Similar to the previous answers, the problem is some character (possibly invisible) that the Python interpreter doesn't recognize. Because this is often due to copy-pasting code, re-typing the line is one option.
But if you don't want to re-type the line, you can paste your code into this tool or something similar (Google "show unicode characters online"), and it will reveal any non-standard characters. For example,
s=' values = list(analysis.values ())'
becomes
s=' values U+200B U+200B = list(analysis.values U+200B U+200B ())'
You can then delete the non-standard characters from the string.
Carefully see your quotation, is this correct or incorrect! Sometime double quotation doesn’t work properly, it's depend on your keyboard layout.
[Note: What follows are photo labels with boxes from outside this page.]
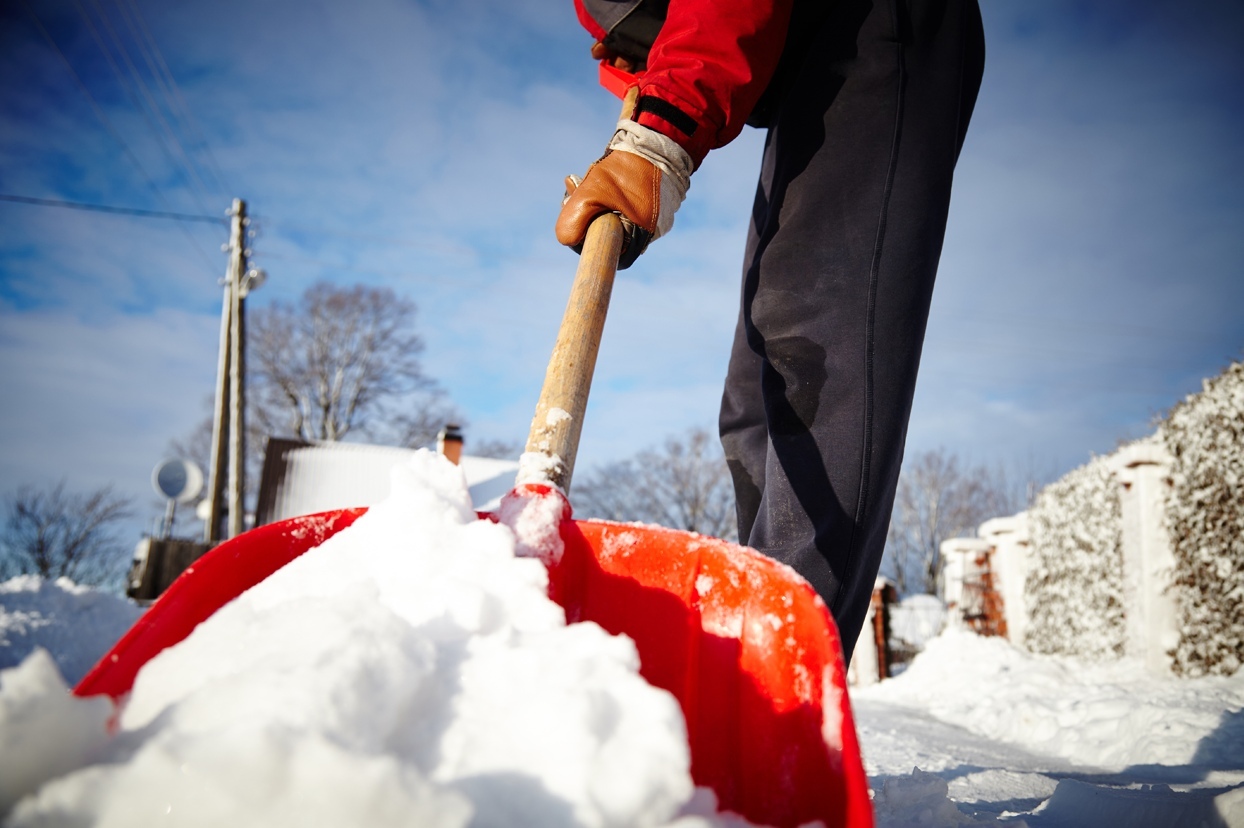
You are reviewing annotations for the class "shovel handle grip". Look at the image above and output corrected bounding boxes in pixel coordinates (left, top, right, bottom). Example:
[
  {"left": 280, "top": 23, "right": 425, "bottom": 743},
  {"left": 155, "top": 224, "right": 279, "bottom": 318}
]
[
  {"left": 519, "top": 92, "right": 639, "bottom": 495},
  {"left": 526, "top": 213, "right": 623, "bottom": 494}
]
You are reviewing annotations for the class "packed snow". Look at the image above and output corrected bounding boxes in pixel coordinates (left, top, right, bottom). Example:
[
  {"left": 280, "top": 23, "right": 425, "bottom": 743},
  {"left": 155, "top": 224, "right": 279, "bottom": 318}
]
[
  {"left": 852, "top": 628, "right": 1244, "bottom": 828},
  {"left": 0, "top": 447, "right": 1244, "bottom": 828},
  {"left": 0, "top": 576, "right": 142, "bottom": 684},
  {"left": 0, "top": 453, "right": 751, "bottom": 828}
]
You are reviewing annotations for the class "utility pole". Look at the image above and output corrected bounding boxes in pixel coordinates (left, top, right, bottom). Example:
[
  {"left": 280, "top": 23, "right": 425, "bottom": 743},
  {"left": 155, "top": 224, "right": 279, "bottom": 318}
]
[{"left": 203, "top": 199, "right": 252, "bottom": 543}]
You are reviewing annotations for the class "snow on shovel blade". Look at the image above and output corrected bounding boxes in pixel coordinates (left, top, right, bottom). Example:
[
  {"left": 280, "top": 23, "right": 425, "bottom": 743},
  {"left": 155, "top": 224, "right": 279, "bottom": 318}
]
[{"left": 73, "top": 486, "right": 873, "bottom": 828}]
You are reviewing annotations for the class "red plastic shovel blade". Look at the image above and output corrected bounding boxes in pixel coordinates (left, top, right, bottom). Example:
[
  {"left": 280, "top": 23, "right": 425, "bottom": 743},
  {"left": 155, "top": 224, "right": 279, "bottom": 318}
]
[{"left": 73, "top": 495, "right": 873, "bottom": 828}]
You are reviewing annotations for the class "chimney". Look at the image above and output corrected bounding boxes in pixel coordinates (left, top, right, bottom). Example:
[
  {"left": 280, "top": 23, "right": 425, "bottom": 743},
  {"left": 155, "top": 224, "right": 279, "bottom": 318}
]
[{"left": 437, "top": 423, "right": 463, "bottom": 466}]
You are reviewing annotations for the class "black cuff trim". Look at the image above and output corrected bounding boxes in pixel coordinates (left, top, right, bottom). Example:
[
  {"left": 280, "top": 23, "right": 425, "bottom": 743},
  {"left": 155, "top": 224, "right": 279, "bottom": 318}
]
[{"left": 633, "top": 94, "right": 699, "bottom": 138}]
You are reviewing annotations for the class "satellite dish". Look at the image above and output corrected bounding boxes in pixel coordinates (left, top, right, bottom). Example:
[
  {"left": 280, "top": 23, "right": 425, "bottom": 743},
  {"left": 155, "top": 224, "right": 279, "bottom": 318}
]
[{"left": 152, "top": 460, "right": 203, "bottom": 504}]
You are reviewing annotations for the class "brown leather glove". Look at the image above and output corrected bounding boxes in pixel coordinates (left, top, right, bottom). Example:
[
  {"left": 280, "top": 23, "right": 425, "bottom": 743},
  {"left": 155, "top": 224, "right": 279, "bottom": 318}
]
[{"left": 556, "top": 121, "right": 693, "bottom": 269}]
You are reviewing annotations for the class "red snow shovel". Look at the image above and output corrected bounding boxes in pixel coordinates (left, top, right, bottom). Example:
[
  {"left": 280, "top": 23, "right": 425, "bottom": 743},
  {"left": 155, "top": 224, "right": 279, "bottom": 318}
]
[{"left": 73, "top": 69, "right": 873, "bottom": 828}]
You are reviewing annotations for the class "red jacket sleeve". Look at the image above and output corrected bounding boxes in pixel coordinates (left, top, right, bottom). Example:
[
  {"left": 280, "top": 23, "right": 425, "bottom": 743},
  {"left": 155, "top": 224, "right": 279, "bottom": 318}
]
[{"left": 576, "top": 0, "right": 792, "bottom": 167}]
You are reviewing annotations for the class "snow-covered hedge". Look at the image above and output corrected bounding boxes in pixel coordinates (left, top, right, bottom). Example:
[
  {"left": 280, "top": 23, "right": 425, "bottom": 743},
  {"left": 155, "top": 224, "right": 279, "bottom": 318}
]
[
  {"left": 1161, "top": 362, "right": 1244, "bottom": 675},
  {"left": 1024, "top": 458, "right": 1126, "bottom": 658}
]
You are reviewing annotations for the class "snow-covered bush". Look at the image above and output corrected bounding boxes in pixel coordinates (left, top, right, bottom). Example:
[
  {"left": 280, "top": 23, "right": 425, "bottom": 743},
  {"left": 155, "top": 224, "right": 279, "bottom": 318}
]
[
  {"left": 1161, "top": 362, "right": 1244, "bottom": 675},
  {"left": 1024, "top": 458, "right": 1126, "bottom": 658}
]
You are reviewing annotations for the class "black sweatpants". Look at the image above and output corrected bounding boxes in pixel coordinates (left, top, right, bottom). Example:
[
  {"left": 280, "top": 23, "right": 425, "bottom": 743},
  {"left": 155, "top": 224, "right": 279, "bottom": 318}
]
[{"left": 720, "top": 0, "right": 984, "bottom": 659}]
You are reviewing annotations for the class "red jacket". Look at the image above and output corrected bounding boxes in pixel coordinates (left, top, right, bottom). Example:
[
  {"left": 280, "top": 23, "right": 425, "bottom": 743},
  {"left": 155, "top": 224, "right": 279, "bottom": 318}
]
[{"left": 575, "top": 0, "right": 792, "bottom": 167}]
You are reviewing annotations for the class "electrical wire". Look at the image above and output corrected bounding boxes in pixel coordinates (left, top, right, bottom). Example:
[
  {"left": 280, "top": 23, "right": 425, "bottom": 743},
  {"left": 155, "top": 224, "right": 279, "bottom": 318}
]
[
  {"left": 114, "top": 0, "right": 235, "bottom": 195},
  {"left": 0, "top": 193, "right": 229, "bottom": 222},
  {"left": 22, "top": 0, "right": 218, "bottom": 271},
  {"left": 73, "top": 0, "right": 210, "bottom": 213}
]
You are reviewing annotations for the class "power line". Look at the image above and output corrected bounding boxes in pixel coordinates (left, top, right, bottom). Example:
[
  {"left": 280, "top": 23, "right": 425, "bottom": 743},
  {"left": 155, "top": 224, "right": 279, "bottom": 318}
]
[
  {"left": 0, "top": 193, "right": 229, "bottom": 226},
  {"left": 73, "top": 0, "right": 208, "bottom": 213},
  {"left": 114, "top": 0, "right": 234, "bottom": 194},
  {"left": 22, "top": 0, "right": 216, "bottom": 270}
]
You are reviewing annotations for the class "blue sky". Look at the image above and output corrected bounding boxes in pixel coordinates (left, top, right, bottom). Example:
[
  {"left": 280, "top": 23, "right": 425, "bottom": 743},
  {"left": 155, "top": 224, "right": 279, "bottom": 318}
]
[{"left": 0, "top": 0, "right": 1244, "bottom": 529}]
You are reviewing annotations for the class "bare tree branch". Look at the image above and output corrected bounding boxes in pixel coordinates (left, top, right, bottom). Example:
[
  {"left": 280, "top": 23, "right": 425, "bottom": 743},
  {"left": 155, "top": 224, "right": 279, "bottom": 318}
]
[
  {"left": 248, "top": 282, "right": 434, "bottom": 440},
  {"left": 573, "top": 429, "right": 738, "bottom": 541},
  {"left": 0, "top": 481, "right": 133, "bottom": 586}
]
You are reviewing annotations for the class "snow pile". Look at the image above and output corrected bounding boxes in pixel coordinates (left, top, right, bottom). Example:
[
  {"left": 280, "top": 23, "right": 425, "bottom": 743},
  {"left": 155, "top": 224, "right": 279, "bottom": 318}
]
[
  {"left": 0, "top": 649, "right": 112, "bottom": 817},
  {"left": 1024, "top": 458, "right": 1126, "bottom": 658},
  {"left": 0, "top": 576, "right": 142, "bottom": 684},
  {"left": 855, "top": 629, "right": 1244, "bottom": 768},
  {"left": 1161, "top": 362, "right": 1244, "bottom": 675},
  {"left": 0, "top": 453, "right": 724, "bottom": 827},
  {"left": 889, "top": 596, "right": 945, "bottom": 651}
]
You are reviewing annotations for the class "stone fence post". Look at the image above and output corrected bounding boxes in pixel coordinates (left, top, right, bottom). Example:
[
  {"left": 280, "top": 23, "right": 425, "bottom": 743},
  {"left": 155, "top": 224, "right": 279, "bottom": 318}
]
[{"left": 1111, "top": 439, "right": 1179, "bottom": 673}]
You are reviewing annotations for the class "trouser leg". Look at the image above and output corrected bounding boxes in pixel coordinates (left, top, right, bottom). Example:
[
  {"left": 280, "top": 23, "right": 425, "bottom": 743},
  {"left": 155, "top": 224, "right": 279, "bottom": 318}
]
[{"left": 720, "top": 0, "right": 984, "bottom": 658}]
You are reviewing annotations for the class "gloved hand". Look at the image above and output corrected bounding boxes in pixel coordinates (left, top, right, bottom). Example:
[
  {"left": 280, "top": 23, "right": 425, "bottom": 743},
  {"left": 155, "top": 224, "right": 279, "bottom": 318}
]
[
  {"left": 592, "top": 41, "right": 648, "bottom": 75},
  {"left": 557, "top": 121, "right": 694, "bottom": 270}
]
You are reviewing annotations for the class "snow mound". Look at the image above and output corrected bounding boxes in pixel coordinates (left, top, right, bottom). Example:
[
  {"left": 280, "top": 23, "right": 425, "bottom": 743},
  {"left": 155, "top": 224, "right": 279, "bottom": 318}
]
[
  {"left": 0, "top": 576, "right": 142, "bottom": 684},
  {"left": 873, "top": 767, "right": 1005, "bottom": 828},
  {"left": 856, "top": 629, "right": 1244, "bottom": 768},
  {"left": 4, "top": 453, "right": 738, "bottom": 828}
]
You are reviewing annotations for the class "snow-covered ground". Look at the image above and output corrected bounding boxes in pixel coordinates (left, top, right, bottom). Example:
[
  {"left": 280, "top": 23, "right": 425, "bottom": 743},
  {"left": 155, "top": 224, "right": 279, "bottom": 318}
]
[
  {"left": 0, "top": 452, "right": 1244, "bottom": 828},
  {"left": 852, "top": 630, "right": 1244, "bottom": 828}
]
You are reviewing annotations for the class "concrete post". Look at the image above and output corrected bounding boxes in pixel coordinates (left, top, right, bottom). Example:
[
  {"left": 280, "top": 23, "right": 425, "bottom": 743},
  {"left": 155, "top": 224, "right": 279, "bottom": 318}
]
[
  {"left": 977, "top": 512, "right": 1031, "bottom": 646},
  {"left": 1111, "top": 439, "right": 1179, "bottom": 674},
  {"left": 940, "top": 537, "right": 991, "bottom": 628}
]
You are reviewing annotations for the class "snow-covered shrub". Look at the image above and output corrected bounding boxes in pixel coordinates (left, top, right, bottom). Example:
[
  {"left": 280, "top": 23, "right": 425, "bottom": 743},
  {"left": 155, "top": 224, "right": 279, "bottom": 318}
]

I got a similar issue. My solution was to change minus character from:
—
to
-
I got that error, when sometimes I type in Chinese language.
When it comes to punctuation marks, you do not notice that you are actually typing the Chinese version, instead of the English version.
The interpreter will give you an error message, but for human eyes, it is hard to notice the difference.
For example, "," in Chinese; and "," in English.
So be careful with your language setting.
Not sure this is right on but when i copied some code form a paper on using pgmpy and pasted it into the editor under Spyder, i kept getting the "invalid character in identifier" error though it didn't look bad to me. The particular line was grade_cpd = TabularCPD(variable='G',\
For no good reason I replaced the ' with " throughout the code and it worked. Not sure why but it did work
A little bit late but I got the same error and I realized that it was because I copied some code from a PDF. Check the difference between these two:
-
−
The first one is from hitting the minus sign on keyboard and the second is from a latex generated PDF.
This error occurs mainly when copy-pasting the code. Try editing/replacing minus(-), bracket({) symbols.
You don't get a good error message in IDLE if you just Run the module. Try typing an import command from within IDLE shell, and you'll get a much more informative error message. I had the same error and that made all the difference.
(And yes, I'd copied the code from an ebook and it was full of invisible "wrong" characters.)
My solution was to switch my Mac keyboard from Unicode to U.S. English.
it is similar for me as well after copying the code from my email.
def update(self, k=1, step = 2):
if self.start.get() and not self.is_paused.get(): U+A0
x_data.append([i for i in range(0,k,1)][-1])
y = [i for i in range(0,k,step)][-1]
There is additional U+A0 character after checking with the tool as recommended by #Jacob Stern.